12 December 2005


We received our first major snow/ice storm of the season last Friday. While the snow generally doesn't remain on the ground very long in Maryland's Decembers, the cold weather seems to have set in for good.

'Tis the time of the year when I love to read, to listen to, and to tell stories. Something about wintry weather makes me want to find a fireplace to curl up beside while listen to tall tales. Not that I have a fireplace, mind you. Instead I light candles and our Solstice tree lights to give our little apartment by the woods a soft glow. M. and I have made it our tradition in recent years to read each other stories on or about Winter Solstice. We've enjoyed reading aloud to each other in wintertime so much that we even began reading favorite children's books to each other during the ugly part of the summer when both of us felt oppressed by the double-whammy of 90-degree heat and high humidity. We read the entire Harry Potter series to each other, Garth Nix's novel Lirael, and now we are on the second chapter of Nix's most recent novel.

Part of my current spiritual path of studies includes practicing my storytelling skills. I have received some good guidance on how to do this. One technique is to create a "mind map" of the story, remembering scenes that need to be included in your story. Storytelling is an interactive artform. When you tell the story at one time and place, it will never be the same if you tell it again. That is because with each telling, the story's mood, your voice, the audience will be different. Live storytelling is performance art. Props work best when they are few and used only for special dramatic effect. A good storyteller can express the events and describe the scene in such a way so as to transport you into the tale.

At the beginning of November I challenged two of my friends who are also learning to be bards through the same course I am taking. I suggested that each of us select one story and learn to tell it aloud before the next time we meet (which is this upcoming weekend). I stated that the story might be anything real or fantasy of their choosing. It also need not be a very long-winded story, but one that we can tell from the heart. They accepted the challenge.

It took me several weeks to find my story to tell. At first, I did some searching around online for animal tales. I'm very fond of legends and old fables with animals for main characters. Yet the story that emerged in my mind, was not an animal tale. I was driving down the road one evening and all of a sudden began to sing an old Scottish tune that I learned from my music teacher, Mr. Kaplan, in kindergarten, The Skye Boat Song.

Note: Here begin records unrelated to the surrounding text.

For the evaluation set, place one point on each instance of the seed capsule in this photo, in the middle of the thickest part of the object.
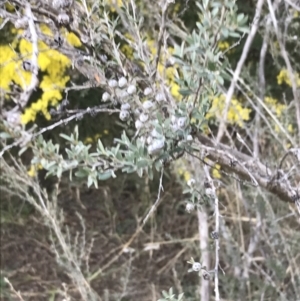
(63, 18)
(122, 82)
(196, 266)
(156, 146)
(131, 89)
(181, 122)
(144, 117)
(160, 97)
(105, 96)
(147, 105)
(124, 115)
(138, 124)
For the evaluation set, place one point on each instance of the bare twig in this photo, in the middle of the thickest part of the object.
(239, 67)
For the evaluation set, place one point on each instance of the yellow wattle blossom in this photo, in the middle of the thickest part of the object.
(283, 77)
(215, 172)
(276, 107)
(236, 114)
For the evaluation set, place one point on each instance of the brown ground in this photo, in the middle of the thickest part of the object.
(28, 260)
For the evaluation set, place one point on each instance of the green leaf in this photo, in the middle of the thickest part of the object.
(185, 92)
(102, 176)
(4, 135)
(82, 173)
(142, 163)
(101, 147)
(68, 138)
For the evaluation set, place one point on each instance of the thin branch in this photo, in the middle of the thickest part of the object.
(239, 67)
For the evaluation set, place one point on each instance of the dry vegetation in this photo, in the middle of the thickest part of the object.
(170, 133)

That song is of Bonnie Prince Charlie's escape from Scotland after the dreadful Battle of Culloden, where the Prince Charles Edward Staurt's army of Jacobites was crushed by the English. Since I've been attempted to learn about my heritage, it occurred to me that my idle singing of this tune had within it the potential for a great story to tell.

I began to read my books on Scottish history and find website relating to the Young Prentender, as Charlie is called. I needed an angle. Then finally I happened to see a link to one of the "minor characters" of the Prince's story on The Scotsman's Heritage and Culture webpage: Flora MacDonald. To my mind, Flora is actually the critical character in the tale of the Bonnie Prince because it is she who smuggles him (dressed as her Irish serving maid, "Betty") across to the Isle of Skye by boat. Flora also paid the price for her actions: the English Government exiled and deported her to North America with her co-conspirator husband. Without Flora's bravery, the Prince might never made it out of Scotland alive. So I have decided that the tale will be at last told from Flora's perspective. Would she judge herself harshly or proudly for having made her decision? Was fully willing and loyal to the Jacobite cause, or did she harbor doubts only partly assuaged by entreaties from her husband and father?

I don't think I will write my version of the tale down just yet. No, I think, I'll keep it as a tale to be told aloud for now. I still have some homework to do this week in order to be ready to tell Flora's story. Perhaps the first telling will not be so good. Yet with each time I tell the story I know I'll get better at it. I can feel that Jacobean lore and literature holds a great many storytelling treasures for me to uncover.